Missing data

Most data has missing values. These arise for many reasons by virtue of errors during the gathering process, deliberate withholding for legitimate or malicious reasons, and simple bugs in the way data is processed. Having a strategy to handle this is very important because some algorithms perform very poorly even with a small percentage of missing data.

On the face of it, missing data is easy to detect, but there is a pitfall for the unwary since a missing value could in fact be a completely legitimate empty value. For example, a commuter train could start at one station and stop at all intermediate stations before reaching a final destination. An express train would not stop at the intermediate stations at all, and there would be no recorded arrival and departure times for these stops. This is not missing data but if it is handled like it is, the data would become unrepresentative and would lead to unpredictable results when used for mining.

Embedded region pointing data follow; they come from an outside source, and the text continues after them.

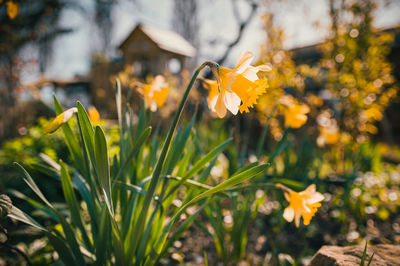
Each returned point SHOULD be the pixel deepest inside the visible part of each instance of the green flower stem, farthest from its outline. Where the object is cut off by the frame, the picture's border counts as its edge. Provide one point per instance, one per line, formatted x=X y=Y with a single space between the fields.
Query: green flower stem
x=157 y=171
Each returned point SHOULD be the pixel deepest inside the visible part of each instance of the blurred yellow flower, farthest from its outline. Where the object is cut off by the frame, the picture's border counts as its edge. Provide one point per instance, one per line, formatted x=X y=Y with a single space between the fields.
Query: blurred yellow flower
x=301 y=204
x=12 y=9
x=328 y=135
x=94 y=115
x=155 y=93
x=212 y=87
x=60 y=120
x=295 y=115
x=239 y=88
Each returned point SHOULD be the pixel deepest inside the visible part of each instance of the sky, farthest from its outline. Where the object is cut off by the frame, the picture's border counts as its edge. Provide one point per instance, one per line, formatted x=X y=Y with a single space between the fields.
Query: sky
x=73 y=51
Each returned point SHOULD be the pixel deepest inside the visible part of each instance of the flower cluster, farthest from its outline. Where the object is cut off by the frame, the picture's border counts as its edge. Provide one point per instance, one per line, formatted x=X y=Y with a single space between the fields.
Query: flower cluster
x=236 y=89
x=301 y=204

That's not all; there are different types of missing data. Some are completely random, while some depend on the other data in complex ways. It is also possible for missing data to be correlated with the data to be predicted. Any strategy for handling missing values has therefore to consider these issues because the simple strategy of deleting records does not only remove precious data but could also bias the results of any data mining activity. The typical starting approach is to fill missing values manually. This is not advisable because it is time consuming, error prone, risks bias, is not repeatable, and does not scale.

What is needed is a systematic method of handling missing values and determining a way to process them automatically with little or no manual intervention. Chapter 6, Missing Values, takes the first step on this road.